The light of God’s glory struck Paul to the ground. Likewise, we cannot hold ourselves together when God speaks into our hearts: “Let there be light.” Our world will fall apart. We will become like a seed that falls into the ground and dies.
The words “he fell to the ground” speak volumes. It is an experience we need to have on a continual basis. It may not (and in most cases will not) be a physical falling to the earth. But our souls will feel the same internal impact. Yes, we need to see God’s glory even if we already personally know Christ.
God’s glory arrested Paul while he was an unbeliever. But God’s glory also gripped the apostle John even when he was rightly related to God:
“I turned around to see the voice that was speaking to me. And when I turned I saw seven golden lampstands, and among the lampstands was someone like a son of man, dressed in a robe reaching down to his feet and with a golden sash around his chest. The hair on his head was white like wool, as white as snow, and his eyes were like blazing fire. His feet were like bronze glowing in a furnace, and his voice was like the sound of rushing waters. In his right hand he held seven stars, and coming out of his mouth was a sharp, double-edged sword. His face was like the sun shining in all its brilliance. When I saw him, I fell at his feet as though dead.” (Rev. 1:12-17)

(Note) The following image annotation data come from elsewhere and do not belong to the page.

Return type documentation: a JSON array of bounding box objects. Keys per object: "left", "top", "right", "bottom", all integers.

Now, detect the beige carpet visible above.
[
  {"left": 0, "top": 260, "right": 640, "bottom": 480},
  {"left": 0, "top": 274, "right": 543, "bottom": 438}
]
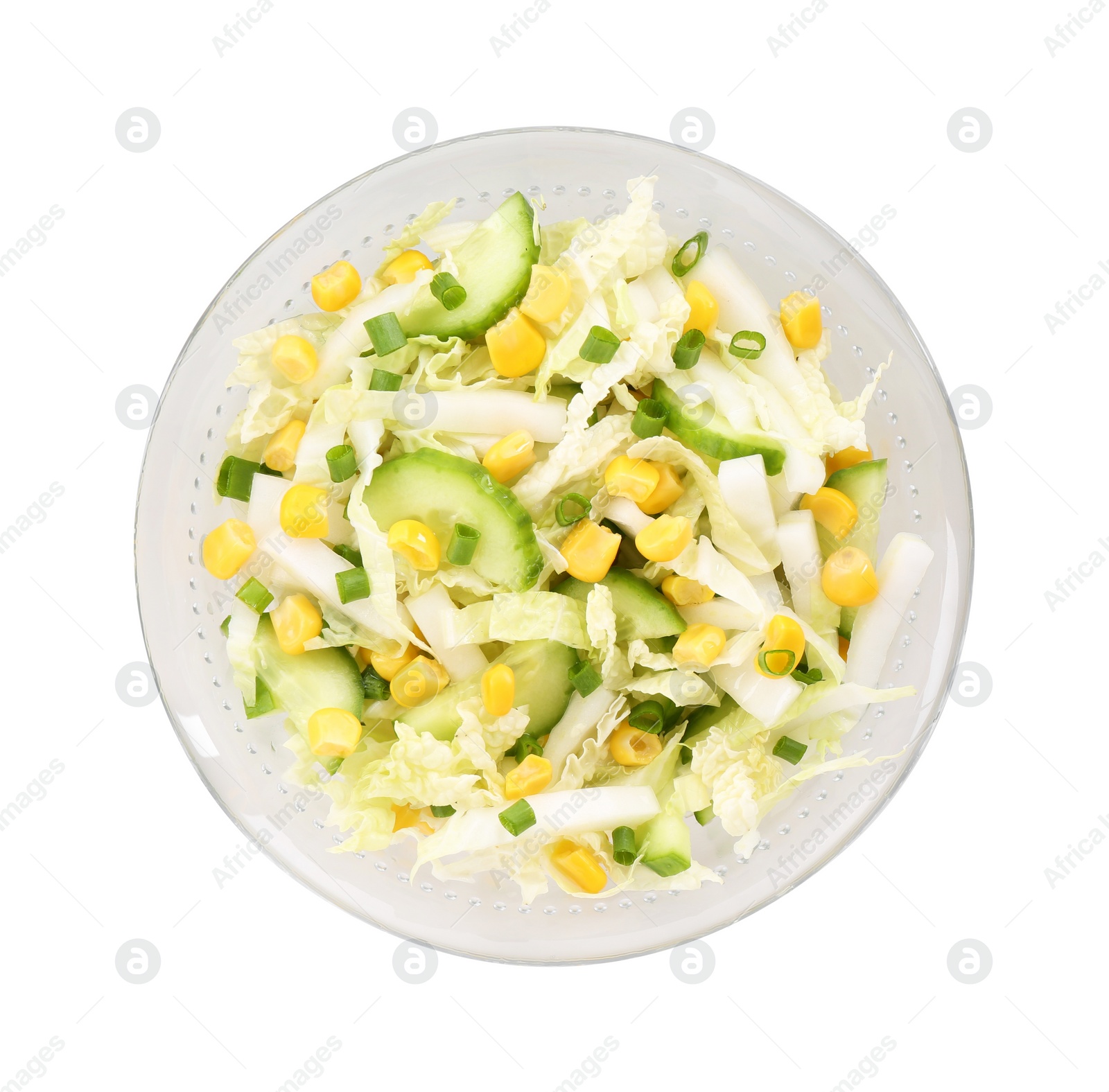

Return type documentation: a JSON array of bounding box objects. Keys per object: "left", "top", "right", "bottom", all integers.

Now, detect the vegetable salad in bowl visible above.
[{"left": 202, "top": 177, "right": 933, "bottom": 904}]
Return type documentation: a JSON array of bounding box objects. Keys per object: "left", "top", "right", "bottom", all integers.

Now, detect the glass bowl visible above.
[{"left": 135, "top": 127, "right": 972, "bottom": 963}]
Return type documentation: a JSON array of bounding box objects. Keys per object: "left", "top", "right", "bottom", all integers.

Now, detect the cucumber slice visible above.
[
  {"left": 651, "top": 379, "right": 785, "bottom": 475},
  {"left": 817, "top": 459, "right": 887, "bottom": 641},
  {"left": 551, "top": 569, "right": 686, "bottom": 641},
  {"left": 636, "top": 811, "right": 693, "bottom": 876},
  {"left": 253, "top": 614, "right": 365, "bottom": 733},
  {"left": 363, "top": 448, "right": 543, "bottom": 592},
  {"left": 399, "top": 192, "right": 539, "bottom": 340},
  {"left": 397, "top": 641, "right": 578, "bottom": 739}
]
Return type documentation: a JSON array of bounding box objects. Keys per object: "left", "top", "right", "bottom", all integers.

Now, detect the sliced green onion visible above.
[
  {"left": 508, "top": 732, "right": 543, "bottom": 761},
  {"left": 497, "top": 800, "right": 536, "bottom": 838},
  {"left": 670, "top": 231, "right": 708, "bottom": 277},
  {"left": 578, "top": 326, "right": 620, "bottom": 364},
  {"left": 331, "top": 545, "right": 362, "bottom": 569},
  {"left": 728, "top": 331, "right": 767, "bottom": 360},
  {"left": 369, "top": 368, "right": 401, "bottom": 390},
  {"left": 771, "top": 736, "right": 808, "bottom": 766},
  {"left": 431, "top": 273, "right": 466, "bottom": 310},
  {"left": 335, "top": 567, "right": 369, "bottom": 603},
  {"left": 243, "top": 675, "right": 274, "bottom": 721},
  {"left": 235, "top": 576, "right": 274, "bottom": 614},
  {"left": 631, "top": 398, "right": 667, "bottom": 440},
  {"left": 447, "top": 523, "right": 481, "bottom": 565},
  {"left": 569, "top": 660, "right": 601, "bottom": 697},
  {"left": 628, "top": 702, "right": 665, "bottom": 735},
  {"left": 612, "top": 827, "right": 636, "bottom": 865},
  {"left": 215, "top": 455, "right": 259, "bottom": 501},
  {"left": 363, "top": 310, "right": 408, "bottom": 356},
  {"left": 362, "top": 664, "right": 390, "bottom": 702},
  {"left": 670, "top": 329, "right": 704, "bottom": 371},
  {"left": 758, "top": 649, "right": 797, "bottom": 678},
  {"left": 792, "top": 667, "right": 824, "bottom": 686},
  {"left": 554, "top": 493, "right": 593, "bottom": 527}
]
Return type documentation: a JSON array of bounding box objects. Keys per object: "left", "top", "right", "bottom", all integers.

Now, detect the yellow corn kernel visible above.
[
  {"left": 388, "top": 520, "right": 442, "bottom": 572},
  {"left": 672, "top": 622, "right": 726, "bottom": 667},
  {"left": 308, "top": 708, "right": 362, "bottom": 758},
  {"left": 369, "top": 644, "right": 419, "bottom": 683},
  {"left": 201, "top": 520, "right": 255, "bottom": 580},
  {"left": 682, "top": 281, "right": 719, "bottom": 336},
  {"left": 639, "top": 462, "right": 686, "bottom": 516},
  {"left": 312, "top": 262, "right": 362, "bottom": 310},
  {"left": 609, "top": 721, "right": 662, "bottom": 766},
  {"left": 281, "top": 484, "right": 327, "bottom": 539},
  {"left": 551, "top": 838, "right": 609, "bottom": 895},
  {"left": 481, "top": 664, "right": 516, "bottom": 716},
  {"left": 778, "top": 292, "right": 824, "bottom": 349},
  {"left": 486, "top": 307, "right": 547, "bottom": 379},
  {"left": 505, "top": 755, "right": 553, "bottom": 800},
  {"left": 481, "top": 428, "right": 536, "bottom": 482},
  {"left": 381, "top": 251, "right": 431, "bottom": 285},
  {"left": 662, "top": 574, "right": 717, "bottom": 606},
  {"left": 821, "top": 547, "right": 878, "bottom": 606},
  {"left": 392, "top": 804, "right": 433, "bottom": 834},
  {"left": 270, "top": 334, "right": 320, "bottom": 382},
  {"left": 390, "top": 656, "right": 451, "bottom": 710},
  {"left": 520, "top": 265, "right": 570, "bottom": 323},
  {"left": 756, "top": 614, "right": 805, "bottom": 678},
  {"left": 270, "top": 592, "right": 324, "bottom": 656},
  {"left": 801, "top": 486, "right": 858, "bottom": 541},
  {"left": 824, "top": 448, "right": 874, "bottom": 478},
  {"left": 636, "top": 516, "right": 693, "bottom": 561},
  {"left": 262, "top": 421, "right": 305, "bottom": 473},
  {"left": 604, "top": 455, "right": 662, "bottom": 504},
  {"left": 559, "top": 520, "right": 620, "bottom": 584}
]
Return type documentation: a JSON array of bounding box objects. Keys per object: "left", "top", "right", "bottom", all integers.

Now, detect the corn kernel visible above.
[
  {"left": 481, "top": 664, "right": 516, "bottom": 716},
  {"left": 262, "top": 421, "right": 306, "bottom": 473},
  {"left": 308, "top": 708, "right": 362, "bottom": 758},
  {"left": 505, "top": 755, "right": 553, "bottom": 800},
  {"left": 201, "top": 520, "right": 255, "bottom": 580},
  {"left": 281, "top": 484, "right": 327, "bottom": 539},
  {"left": 639, "top": 462, "right": 686, "bottom": 516},
  {"left": 390, "top": 656, "right": 451, "bottom": 710},
  {"left": 481, "top": 428, "right": 536, "bottom": 484},
  {"left": 381, "top": 251, "right": 431, "bottom": 285},
  {"left": 682, "top": 281, "right": 719, "bottom": 337},
  {"left": 636, "top": 516, "right": 693, "bottom": 561},
  {"left": 824, "top": 448, "right": 874, "bottom": 478},
  {"left": 270, "top": 334, "right": 320, "bottom": 382},
  {"left": 604, "top": 455, "right": 662, "bottom": 504},
  {"left": 662, "top": 574, "right": 717, "bottom": 606},
  {"left": 609, "top": 721, "right": 662, "bottom": 766},
  {"left": 270, "top": 592, "right": 324, "bottom": 656},
  {"left": 778, "top": 292, "right": 824, "bottom": 349},
  {"left": 559, "top": 520, "right": 620, "bottom": 584},
  {"left": 801, "top": 486, "right": 858, "bottom": 542},
  {"left": 821, "top": 547, "right": 878, "bottom": 606},
  {"left": 486, "top": 307, "right": 547, "bottom": 379},
  {"left": 388, "top": 520, "right": 442, "bottom": 572},
  {"left": 671, "top": 622, "right": 726, "bottom": 667},
  {"left": 369, "top": 644, "right": 419, "bottom": 683},
  {"left": 312, "top": 262, "right": 362, "bottom": 310},
  {"left": 551, "top": 838, "right": 609, "bottom": 895},
  {"left": 756, "top": 614, "right": 805, "bottom": 678},
  {"left": 520, "top": 265, "right": 570, "bottom": 323}
]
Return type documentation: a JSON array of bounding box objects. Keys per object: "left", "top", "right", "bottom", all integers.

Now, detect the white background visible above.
[{"left": 0, "top": 0, "right": 1109, "bottom": 1090}]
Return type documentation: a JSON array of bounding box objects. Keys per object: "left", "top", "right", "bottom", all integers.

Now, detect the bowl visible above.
[{"left": 135, "top": 126, "right": 972, "bottom": 963}]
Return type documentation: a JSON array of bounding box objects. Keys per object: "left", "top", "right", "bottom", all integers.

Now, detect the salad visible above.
[{"left": 203, "top": 177, "right": 933, "bottom": 902}]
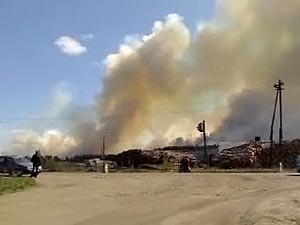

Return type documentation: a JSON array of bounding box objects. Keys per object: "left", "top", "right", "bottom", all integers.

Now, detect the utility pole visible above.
[
  {"left": 269, "top": 90, "right": 279, "bottom": 168},
  {"left": 197, "top": 120, "right": 209, "bottom": 166},
  {"left": 269, "top": 80, "right": 284, "bottom": 167},
  {"left": 101, "top": 134, "right": 110, "bottom": 173}
]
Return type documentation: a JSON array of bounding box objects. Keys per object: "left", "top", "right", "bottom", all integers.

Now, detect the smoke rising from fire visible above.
[{"left": 8, "top": 0, "right": 300, "bottom": 155}]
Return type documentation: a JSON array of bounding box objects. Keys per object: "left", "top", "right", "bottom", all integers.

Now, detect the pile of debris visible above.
[
  {"left": 108, "top": 149, "right": 198, "bottom": 168},
  {"left": 258, "top": 139, "right": 300, "bottom": 168},
  {"left": 216, "top": 142, "right": 263, "bottom": 169}
]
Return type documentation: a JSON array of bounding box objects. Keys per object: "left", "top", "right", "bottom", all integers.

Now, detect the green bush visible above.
[{"left": 0, "top": 177, "right": 36, "bottom": 195}]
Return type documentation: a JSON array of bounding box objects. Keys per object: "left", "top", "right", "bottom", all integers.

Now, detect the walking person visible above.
[{"left": 31, "top": 151, "right": 41, "bottom": 178}]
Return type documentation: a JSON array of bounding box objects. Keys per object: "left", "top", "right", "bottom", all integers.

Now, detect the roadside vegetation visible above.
[{"left": 0, "top": 177, "right": 36, "bottom": 195}]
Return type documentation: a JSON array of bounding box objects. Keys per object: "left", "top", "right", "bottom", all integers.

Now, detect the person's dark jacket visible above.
[{"left": 31, "top": 154, "right": 41, "bottom": 166}]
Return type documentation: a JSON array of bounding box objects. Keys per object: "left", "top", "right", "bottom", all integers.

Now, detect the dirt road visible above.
[{"left": 0, "top": 173, "right": 300, "bottom": 225}]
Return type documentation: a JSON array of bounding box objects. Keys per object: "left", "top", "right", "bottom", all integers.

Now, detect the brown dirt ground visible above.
[{"left": 0, "top": 173, "right": 300, "bottom": 225}]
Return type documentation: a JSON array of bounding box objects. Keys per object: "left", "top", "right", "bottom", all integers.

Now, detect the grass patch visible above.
[{"left": 0, "top": 177, "right": 36, "bottom": 195}]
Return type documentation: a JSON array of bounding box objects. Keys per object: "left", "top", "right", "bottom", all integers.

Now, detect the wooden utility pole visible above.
[
  {"left": 269, "top": 80, "right": 284, "bottom": 167},
  {"left": 197, "top": 120, "right": 209, "bottom": 166}
]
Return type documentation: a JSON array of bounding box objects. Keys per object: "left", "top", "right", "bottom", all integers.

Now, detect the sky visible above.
[{"left": 0, "top": 0, "right": 215, "bottom": 151}]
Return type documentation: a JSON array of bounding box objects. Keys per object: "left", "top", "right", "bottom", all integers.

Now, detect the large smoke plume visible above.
[{"left": 8, "top": 0, "right": 300, "bottom": 155}]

John, the one who laid his head on Jesus’ bosom, now falls at his feet as though dead. When we see God’s glory it brings death to our inward man, even if it is not our first glory-experience. It is only when death is at work in us—not through our own effort, but through beholding the glorified Christ—that God’s resurrection life is also manifested in us. The continual cycle of death and resurrection will not conclude in our lives until Christ returns.
Prayer: Father, let me see your glory––the light of your glory. I know it will bring death to my self-life, but I look forward to the promise of resurrection in this life. “I want to know you and the power of your resurrection.”